National | ELECTION 2012

Poll platform revised to pursue new Constitution

Nippon Ishin qualifies nuclear phaseout goal

by Natsuko Fukue

Staff Writer

Nippon Ishin no Kai (Japan Restoration Party), the “third force” emerging as a serious challenger to the political status quo, unveiled a watered-down version of its election platform Thursday devoid of a definitive road map for phasing out nuclear power.

Instead, the party merely stated in a separate document that nuclear power plants are to “fade out by the 2030s” — the same goal that Prime Minister Noda’s Democratic Party of Japan has included on its platform.

When Nippon Ishin founder and Osaka Mayor Toru Hashimoto agreed to merge parties with pronuclear former Tokyo Gov. Shintaro Ishihara’s short-lived party in late November, Nippon Ishin’s nuclear phaseout clause disappeared, prompting speculation the omission would become permanent.
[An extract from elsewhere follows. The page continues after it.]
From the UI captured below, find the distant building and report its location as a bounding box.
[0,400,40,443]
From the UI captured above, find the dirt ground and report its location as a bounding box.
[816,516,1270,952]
The platform released Thursday also contains a provision for drafting a new Constitution — apparently a concession from Hashimoto, now the party’s deputy leader, to the more experienced Ishihara, the unabashed nationalist responsible for escalating the Senkaku dispute with China and Taiwan.

When asked why his party won’t present a clear-cut time frame for eliminating nuclear power, Hashimoto said it would take several years to come up with a detailed road map.

“The bureaucrats are the ones who would map out a road map,” Hashimoto told a news conference. “Politicians are the ones who show” which direction policies should take, he said, implying that setting a time frame wasn’t his party’s responsibility.

Ishihara has said the amount of energy the economy actually needs must be calculated before making such a decision. Hashimoto expounded on that.

“Ever since the accident (at the Fukushima No. 1 plant) happened, we have had to re-examine” our energy policy, but “what matters most is whether we can actually realize (a nuclear phaseout),” he said.

The move came a day after Shiga Gov. Yukiko Kada officially formed Nippon Mirai no To (Japan Future Party) and said its primary aim will be to phase out nuclear power by 2022.

Nippon Ishin’s diluted platform states it will aim to create a nation not reliant on nuclear power, set stricter safety standards and promote the liberalization of the electricity market.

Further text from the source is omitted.